Mehmet Kiraz, “Geçen sene olduğu üzere bu sene de okulun başlamasıyla kaynak kitap listeleri verilmeye başladı. Maddi durumum âlâ olmadığı için alamayacağımı söz ettim. Bir yerden daha sonra çocuk derslerinden geri kalmasın diye mecbur alıyorsun. Öğretmen ‘kitabı almak zorunda değilsiniz’ diyor lakin köşeye sıkışıyorsun” dedi.

Meltem Taşlı, “Çocuklarımın derslerini, bahislerini yakından takip etmeye çalışıyorum. Fiyatsız verilen ders kitaplarında husus anlatımları ve içerik yetersiz. Öğretmenler kaynak kitap aldırmak zorunda kalıyor” diye konuştu.

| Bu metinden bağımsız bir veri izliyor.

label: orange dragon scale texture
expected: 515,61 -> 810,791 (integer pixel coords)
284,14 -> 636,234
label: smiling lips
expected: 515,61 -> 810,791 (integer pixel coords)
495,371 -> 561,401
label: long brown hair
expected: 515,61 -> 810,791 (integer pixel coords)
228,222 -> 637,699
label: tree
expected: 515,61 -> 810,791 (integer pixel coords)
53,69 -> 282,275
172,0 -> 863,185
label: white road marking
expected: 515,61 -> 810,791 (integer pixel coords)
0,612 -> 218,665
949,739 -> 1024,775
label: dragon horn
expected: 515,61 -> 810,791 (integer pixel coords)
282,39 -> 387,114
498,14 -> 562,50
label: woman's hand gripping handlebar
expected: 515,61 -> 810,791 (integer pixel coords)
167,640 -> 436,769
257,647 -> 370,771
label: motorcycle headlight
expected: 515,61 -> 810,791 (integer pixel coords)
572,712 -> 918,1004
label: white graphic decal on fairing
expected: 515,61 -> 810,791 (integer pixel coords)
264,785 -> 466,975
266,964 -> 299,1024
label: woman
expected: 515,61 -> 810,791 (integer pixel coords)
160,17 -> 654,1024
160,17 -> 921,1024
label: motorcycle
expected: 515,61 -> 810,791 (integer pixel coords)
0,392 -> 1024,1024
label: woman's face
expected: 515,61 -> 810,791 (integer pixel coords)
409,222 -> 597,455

ÖĞRETMEN: İSTEMEDİM ‘BAŞARISIZ’ DEDİLER

Kübra A., “Geçen sene ek kitap istemediğim için okulda başarısız öğretmen ilan edildim. Bu sene veliler kendileri talepte bulundu. Toplantı yaptık, 30 ailenin 25’i ‘kaynak kitap alalım’ dediler. Birtakım kitaplar sahiden o kadar yetersiz ki biz öğretmenler olarak bile işlerken sıkılıyoruz. Bizde imtihan kültürü var. Özel okul öğrencisiyle yarışıyoruz. Kalite ortada. Gerçeklere kulak tıkayamayız” dedi.

Muzaffer Y., “Değişik bir veli profili var. Öğretmen kaynak istemese ilgisiz ve başarısız olarak görülüyor, kaynak istese soyguncu oluyor. Her bir veli kendi isteğine bakılırsa davranılsın istiyor ancak 25-30 veliyi ortak bir noktada buluşturmak imkansız. Aldırsan keder, aldırmasan sıkıntı…” sözlerini kullandı.

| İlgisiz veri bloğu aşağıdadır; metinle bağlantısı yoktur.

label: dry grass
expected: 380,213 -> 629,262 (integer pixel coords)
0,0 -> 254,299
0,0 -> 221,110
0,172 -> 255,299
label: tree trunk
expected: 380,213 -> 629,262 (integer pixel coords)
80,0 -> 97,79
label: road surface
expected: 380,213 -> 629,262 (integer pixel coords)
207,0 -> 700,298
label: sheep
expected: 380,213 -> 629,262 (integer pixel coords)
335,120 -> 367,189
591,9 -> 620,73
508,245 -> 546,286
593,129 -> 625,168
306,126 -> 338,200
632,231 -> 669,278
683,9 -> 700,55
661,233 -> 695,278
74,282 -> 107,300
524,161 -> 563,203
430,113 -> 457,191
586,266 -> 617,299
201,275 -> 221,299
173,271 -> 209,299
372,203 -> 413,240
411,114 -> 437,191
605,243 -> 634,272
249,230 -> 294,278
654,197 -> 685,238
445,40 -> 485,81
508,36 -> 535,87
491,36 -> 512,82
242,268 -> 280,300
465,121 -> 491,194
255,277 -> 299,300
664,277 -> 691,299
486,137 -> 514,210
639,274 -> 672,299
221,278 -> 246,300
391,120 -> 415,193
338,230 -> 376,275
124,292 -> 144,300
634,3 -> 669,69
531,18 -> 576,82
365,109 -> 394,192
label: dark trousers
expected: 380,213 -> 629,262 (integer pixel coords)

KIRTASİYE: SİPARİŞ YETİŞMİYOR

İstanbul Bağcılar’da kırtasiyecilik yapan Selim Kızıl, “Her sene bu günlerde tek işimiz kaynak kitap satmak. Siparişlere orta ara yetişemiyoruz. Öğretmenler gönderiyor biz de çocukların gereksinimini buluyoruz” dedi.

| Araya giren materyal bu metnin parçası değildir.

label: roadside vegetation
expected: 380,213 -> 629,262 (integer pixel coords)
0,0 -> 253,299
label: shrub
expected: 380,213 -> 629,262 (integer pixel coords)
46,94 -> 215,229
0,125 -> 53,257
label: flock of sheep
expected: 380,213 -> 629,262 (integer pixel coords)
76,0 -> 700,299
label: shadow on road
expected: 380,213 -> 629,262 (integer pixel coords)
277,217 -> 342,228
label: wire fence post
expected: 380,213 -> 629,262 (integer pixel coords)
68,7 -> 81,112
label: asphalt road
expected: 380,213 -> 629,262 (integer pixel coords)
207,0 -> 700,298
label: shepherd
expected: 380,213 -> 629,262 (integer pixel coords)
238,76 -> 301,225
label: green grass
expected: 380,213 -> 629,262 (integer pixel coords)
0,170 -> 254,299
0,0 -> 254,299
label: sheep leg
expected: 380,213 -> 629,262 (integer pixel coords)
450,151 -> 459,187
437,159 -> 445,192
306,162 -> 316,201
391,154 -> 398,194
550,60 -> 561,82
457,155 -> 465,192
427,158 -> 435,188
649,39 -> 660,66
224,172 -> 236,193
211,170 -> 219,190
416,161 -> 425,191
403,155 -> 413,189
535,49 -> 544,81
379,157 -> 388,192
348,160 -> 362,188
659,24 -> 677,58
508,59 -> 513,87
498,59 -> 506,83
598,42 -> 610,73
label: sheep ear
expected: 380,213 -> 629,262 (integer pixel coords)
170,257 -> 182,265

MEB KİTAPLARI YETERSİZ, TEKRAR REVİZE EDİLMELİ

Doç. Dr. Selman Tunay Kamer, “Her yıl yaşanan bir döngü var. MEB imtihanlara hazırlık ile ilgili kaynaklar da hazırlıyor lakin bunun kâfi olmadığı ek kaynaklara olan istekten anlaşılıyor. Bunun en hoş tahlili Talim ve Terbiye Konseyi Başkanlığı, Ölçme, Kıymetlendirme ve İmtihan Hizmetleri Genel Müdürlüğü, Takviye Hizmetleri Genel Müdürlüğü üzere MEB’deki ünitelerin bir ortaya gelerek öğrenciye ne öğretilmek istendiği ve imtihan içeriğinin ne olması gerektiği bahislerini ele alıp ders kitaplarının buna bakılırsa hazırlanmasıdır. Yani kurumların eş güdüm içerisinde çalışması daha hayli randıman alınmasını ve ekonomik manada bir kaynak israfının önlemesini sağlayacak. Ders kitaplarının anlatım ve bilgi transferi açısından kâfi bulunmasına karşın ölçme ve kıymetlendirme açısından kâfi olmadığı bilinmektedir. Örneğin matematik dersleri sorun çözerek ayrıntıların daha epeyce pekişeceği bir ders olarak düşünüldüğünde ders kitaplarında yeteri kadar alıştırma/pekiştirme sorularına yer verilmemektedir. Ders kitapların kullanıma dair her yıl sonunda öğretmenlerden alınan görüşlerin daha dikkatli bir biçimde incelenmesi ve elde edilecek bilgiler göre ders kitaplarının bir daha revize edilmesi gerekmektedir” diye konuştu.